April 24th. The Kansas Supreme Court has issued its opinion in Dodge City Implement, Inc v. Board of Barber County Commissioners (No. 96,784) a negligence suit arising out of a truck-train collision in 2003. In a unanimous decision, written by Justice Beier, the court affirmed the Court of Appeals (the opinion of which was quoted extensively) decision which in turn affirmed the District Court’s dismissal of the suit as barred under Kansas’ “one-action” rule. Note: this was the only decision issued this week.
In September 2003, a DCI truck was hit by a Burlington Northern and Santa Fe train at a railroad crossing in Barber County. The collision resulted in damage to the truck and the derailment of the train. BNSF sued DCI, who ultimately settled for $3m in damages. DCI then initiated a case against Barber County (and subsequently Moore Township, following discovery findings regarding responsibilities for the crossing). DCI sought the $3m from the BNSF settlement, plus around $90,000 in damages to their truck. The District Court dismissed the case in a summary judgement finding that since Barber County and Moore Township had not been joined to BNSF’s lawsuit, DCI could not bring a separate case against them under Kansas’ “one-action” rule. The District Court also dismissed the separate negligence claim for $90,000, finding that DCI’s notification to the defendants under the Kansas Tort Claims Act did not meet the statutory requirements.
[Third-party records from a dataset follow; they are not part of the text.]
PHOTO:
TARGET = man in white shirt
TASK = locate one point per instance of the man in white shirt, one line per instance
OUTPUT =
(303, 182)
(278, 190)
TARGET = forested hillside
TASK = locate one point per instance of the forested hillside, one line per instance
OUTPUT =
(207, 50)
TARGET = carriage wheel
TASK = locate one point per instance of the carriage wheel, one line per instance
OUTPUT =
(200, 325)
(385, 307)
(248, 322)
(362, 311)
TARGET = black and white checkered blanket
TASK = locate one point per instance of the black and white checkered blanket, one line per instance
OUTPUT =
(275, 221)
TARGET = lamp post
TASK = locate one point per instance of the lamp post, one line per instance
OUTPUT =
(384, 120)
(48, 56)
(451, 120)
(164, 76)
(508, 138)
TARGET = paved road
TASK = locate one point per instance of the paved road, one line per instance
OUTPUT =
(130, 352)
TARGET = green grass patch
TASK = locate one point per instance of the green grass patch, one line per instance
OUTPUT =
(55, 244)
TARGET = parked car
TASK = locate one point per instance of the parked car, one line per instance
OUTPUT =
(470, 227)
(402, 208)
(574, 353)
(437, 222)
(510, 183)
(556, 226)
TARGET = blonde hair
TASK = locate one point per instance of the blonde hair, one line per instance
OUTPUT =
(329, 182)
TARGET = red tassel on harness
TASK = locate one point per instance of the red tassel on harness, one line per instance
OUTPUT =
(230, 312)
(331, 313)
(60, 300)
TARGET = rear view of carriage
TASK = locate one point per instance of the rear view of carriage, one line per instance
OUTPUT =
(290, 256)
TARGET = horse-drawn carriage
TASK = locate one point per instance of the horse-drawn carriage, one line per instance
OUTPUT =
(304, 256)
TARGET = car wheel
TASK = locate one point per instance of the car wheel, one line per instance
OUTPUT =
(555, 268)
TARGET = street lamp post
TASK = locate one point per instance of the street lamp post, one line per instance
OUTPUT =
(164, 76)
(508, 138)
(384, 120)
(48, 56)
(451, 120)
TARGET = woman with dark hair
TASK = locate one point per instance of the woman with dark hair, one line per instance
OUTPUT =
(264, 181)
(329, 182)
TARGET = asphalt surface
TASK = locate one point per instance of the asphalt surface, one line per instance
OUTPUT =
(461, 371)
DCI appealed these rulings and lost in the Court of Appeals. DCI appealed to the Kansas Supreme Court, where it also lost. The Kansas Supreme Court decision spends the bulk of its time reviewing the “one-action” rule, its origins and its apparent exceptions. It concludes that the rule (which basically requires all liability claims to be handled through a single case in which comparative fault between several parties can be determined) remains valid. The rule has its origins in a 1974 law, but had been confused by a line of cases which did not seem to apply it. The Court’s opinion investigates these and differentiates them from the main rule, which it applies in this case. As indicated above, a sizable portion of the Court’s opinion is actually a direct quote from the Court of Appeals opinion of Judge Nancy Caplinger, which is effusively praised by Justice Beier.
On the second point (the $90,000 claim) the Kansas Supreme Court also rules against DCI. It notes that the Court of Appeals has decided multiple cases regarding the Kansas Tort Claims Act based on a kind of checklist of the notice requirements of that statute. In this opinion the Kansas Supreme Court declines to make an endorsement or otherwise of that approach, but finds that the notices sent by DCI in this case were so deficient that they could not meet the statutory rule.